To report an uncommon presentation of Neurosarcoidosis without other systemic clinical features of sarcoidosis.
Sarcoidosis presenting with isolated central nervous system clinical features is very rare and could be misdiagnosed, leading to poor clinical outcomes. To our knowledge, a similar clinical diagnostic dilemma is not reported. Timely diagnosis and treatment allow early treatment, improving prognosis and reducing complications and hospitalization time.
37-year-old Afro-American male with a history of sickle cell trait, longstanding paresthesias, chronic migraine, intermittent horizontal diplopia for two years presented with worsening headaches, blurred vision with intermittent horizontal diplopia for eight months, lost 20 pounds with insomnia had a nonfocal neurological examination.

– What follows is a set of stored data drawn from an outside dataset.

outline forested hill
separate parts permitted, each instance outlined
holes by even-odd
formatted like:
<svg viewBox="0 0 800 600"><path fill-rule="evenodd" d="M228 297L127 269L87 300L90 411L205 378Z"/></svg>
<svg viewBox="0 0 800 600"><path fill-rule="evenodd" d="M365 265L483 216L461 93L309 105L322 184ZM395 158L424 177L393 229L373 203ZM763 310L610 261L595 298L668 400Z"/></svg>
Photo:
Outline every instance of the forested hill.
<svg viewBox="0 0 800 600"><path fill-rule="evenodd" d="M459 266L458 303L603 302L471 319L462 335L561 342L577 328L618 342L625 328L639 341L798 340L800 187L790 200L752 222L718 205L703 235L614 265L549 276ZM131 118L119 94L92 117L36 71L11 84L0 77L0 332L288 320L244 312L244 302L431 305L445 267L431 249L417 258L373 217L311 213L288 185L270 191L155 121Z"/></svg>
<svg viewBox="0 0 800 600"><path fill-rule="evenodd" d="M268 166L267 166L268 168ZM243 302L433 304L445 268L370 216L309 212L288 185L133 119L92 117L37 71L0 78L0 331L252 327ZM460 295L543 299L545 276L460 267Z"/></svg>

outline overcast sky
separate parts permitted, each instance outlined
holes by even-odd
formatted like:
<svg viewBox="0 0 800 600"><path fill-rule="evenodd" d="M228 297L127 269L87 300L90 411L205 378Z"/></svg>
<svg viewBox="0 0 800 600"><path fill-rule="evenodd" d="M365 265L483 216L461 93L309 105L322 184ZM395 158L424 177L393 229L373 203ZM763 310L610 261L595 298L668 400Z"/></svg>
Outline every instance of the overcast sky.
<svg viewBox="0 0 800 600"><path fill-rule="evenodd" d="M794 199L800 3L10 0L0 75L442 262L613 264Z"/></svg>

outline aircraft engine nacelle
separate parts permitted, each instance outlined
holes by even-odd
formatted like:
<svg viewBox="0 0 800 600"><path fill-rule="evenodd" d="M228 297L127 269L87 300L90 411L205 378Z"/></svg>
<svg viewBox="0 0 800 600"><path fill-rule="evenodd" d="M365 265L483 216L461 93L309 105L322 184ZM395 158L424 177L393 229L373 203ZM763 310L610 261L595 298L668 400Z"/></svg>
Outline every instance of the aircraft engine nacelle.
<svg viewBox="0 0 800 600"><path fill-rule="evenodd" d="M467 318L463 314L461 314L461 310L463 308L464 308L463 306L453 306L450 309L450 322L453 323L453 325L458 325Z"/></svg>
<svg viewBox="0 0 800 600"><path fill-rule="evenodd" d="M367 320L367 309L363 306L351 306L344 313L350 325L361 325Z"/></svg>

Initial MRI brain with and without contrast done two years prior to hospital admission was unremarkable. MRI brain at the time of presentation showed extensive nodular leptomeningeal enhancement involving the basilar cisterns, suprasellar cisterns, both cerebral hemispheres, and, to a lesser extent, the cerebellum along with moderate hydrocephalus and trans ependymal flow of CSF. MRI of the cervical spine showed scattered nodular leptomeningeal enhancement within the cervical and upper thoracic region, similar to findings demonstrated within the MRI of the brain. CSF: Elevated opening pressure at 29 cm. Elevated IgG index and protein at 56, ACE levels 5.2. Cytology was negative for malignancy. No signs of CSF infection. Elevated ESR at 38. Transbronchial biopsy showed noncaseating granuloma suggestive of sarcoidosis. Gamma interferon release and QuantiFERON were negative. Hospital course was complicated by cognitive decline, hydrocephalus, and cerebral edema, which improved with ventriculoperitoneal shunt, hallucinations, and hyperglycemia due to steroid therapy. Steroids were switched to methotrexate with clinical improvement.
Extensive diagnostic investigations and aggressive treatment of refractory cases decrease morbidity and mortality associated with Neurosarcoidosis. Clinical trials would determine optimal treatment strategies.